Composite wood decking is perhaps the most popular alternative decking material to wood. With our ever expanding decks and outdoor lifestyle activities, the costs of building and maintaining a well-used deck are important considerations before getting one built.Material choice is an important decision that will affect your deck for years and decades to come.Before deciding if composite wood is the right one for your deck, you should evaluate the pros and cons of the material.
The Pros of Composite Wood Decking:
Composite wood decking has very low maintenance compared to conventional wood or pressured wood. The top layer of the material is a plastic-based encasement that makes the material watertight and immune from rot or quick fading. Unlike cedar or pressure-treated wood, composite decking does not need to be sanded or stained every few years. It’s very easy to clean, with just soap and a hose needed to do the job.

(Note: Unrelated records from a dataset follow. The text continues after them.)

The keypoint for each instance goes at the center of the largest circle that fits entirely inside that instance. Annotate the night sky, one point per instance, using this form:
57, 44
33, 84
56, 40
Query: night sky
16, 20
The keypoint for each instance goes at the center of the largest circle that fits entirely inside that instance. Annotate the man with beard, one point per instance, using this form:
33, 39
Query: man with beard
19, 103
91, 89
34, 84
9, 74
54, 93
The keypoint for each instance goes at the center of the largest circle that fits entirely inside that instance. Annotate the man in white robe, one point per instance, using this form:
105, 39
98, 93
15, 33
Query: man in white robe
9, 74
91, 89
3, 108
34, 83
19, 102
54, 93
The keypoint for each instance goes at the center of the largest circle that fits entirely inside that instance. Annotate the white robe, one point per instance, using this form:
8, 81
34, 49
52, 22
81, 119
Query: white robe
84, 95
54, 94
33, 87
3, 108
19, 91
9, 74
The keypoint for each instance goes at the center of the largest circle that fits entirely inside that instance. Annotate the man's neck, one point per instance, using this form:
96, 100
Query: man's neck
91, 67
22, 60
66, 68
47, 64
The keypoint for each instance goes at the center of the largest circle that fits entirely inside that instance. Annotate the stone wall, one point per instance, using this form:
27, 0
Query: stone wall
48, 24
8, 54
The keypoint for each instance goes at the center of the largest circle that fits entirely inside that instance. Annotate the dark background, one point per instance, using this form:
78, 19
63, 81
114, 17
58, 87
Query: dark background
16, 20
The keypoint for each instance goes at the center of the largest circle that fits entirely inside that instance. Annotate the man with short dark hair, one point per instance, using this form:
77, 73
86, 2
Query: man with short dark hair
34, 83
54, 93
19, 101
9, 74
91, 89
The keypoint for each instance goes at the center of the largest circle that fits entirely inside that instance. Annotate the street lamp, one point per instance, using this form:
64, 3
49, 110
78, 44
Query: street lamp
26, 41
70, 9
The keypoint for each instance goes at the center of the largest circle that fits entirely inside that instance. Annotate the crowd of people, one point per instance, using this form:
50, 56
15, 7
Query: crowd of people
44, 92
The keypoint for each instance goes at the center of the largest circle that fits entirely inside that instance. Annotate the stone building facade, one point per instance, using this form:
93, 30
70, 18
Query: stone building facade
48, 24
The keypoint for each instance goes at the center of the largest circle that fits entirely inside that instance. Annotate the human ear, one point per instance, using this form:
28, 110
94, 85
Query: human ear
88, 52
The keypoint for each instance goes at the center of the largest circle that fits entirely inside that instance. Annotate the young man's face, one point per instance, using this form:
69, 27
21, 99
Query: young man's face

Durability Through Conditions
Composites face rough weather well because of their heavier material composition. They will not crack or split from age, exposure to moisture, or temperature fluctuations between seasons. Although the material is not stronger than natural wood, it will fare better aesthetically against the elements.
Most composite manufacturers help the environment a good deal by using mainly waste products to produce the material. Composite wood is usually composed of recycled wood fibers, sawdust, and plastic from sources like bottles and shopping bags. Although plastic in composites remain bad for the environment when they are past use, around 20 feet of composite decking contains about 30 pounds of material that would have gone to landfills immediately.
Composites come in a variety of colors that can be chosen from the factory. There are large amounts of browns, tans, beige, and charcoal options to choose from, and these can be mixed together to create impressively patterned deck layouts. Because it is manufactured, composite planks can be much longer than conventional cedar or pressure-treated wood boards. This allows them to lay across greater distances and produce more seamless designs.
The Cons of Composite Wood Decking:
Typically, composite wood decks can cost about 50% more than cedar or pressure-treated wood decks. Many argue these costs are offset by the lower maintenance however, especially because composite decks will never have to be stripped or stained after installation.
From a distance, composite wood does a good job of resembling natural wood, but up close many composite projects fail to fool the eye and show their plastic content. Although textures can be embossed into the material for greater realism, their touch will not be the same as wood grain. For those adamant on a realistic, natural appearance, composite products should be chosen carefully or opted out for natural wood alternatives.
Surface is Scratchable
Although they require less treatment, composite decks are not well-renowned for standing up to cosmetic wear and tear. Cheaper versions are easily scratched and these blemishes are difficult to hide. Grill lovers should note that hot grease can easily stain composite decks and intense heat from objects like fallen coals can melt the material.
Stronger Support Required
Even while taking out the need for additional staining or treatment, you cannot avoid the use of wood entirely. The structural support beneath all decks needs to be wood and this can rot and need replacement if not adequately protected from rain and moisture, in which case the removal costs are high to get at and replace the underlying structure. In addition, because composite wood is much heavier than conventional wood, it requires stronger supports beneath it, which means more wood and more money than a conventional wood deck.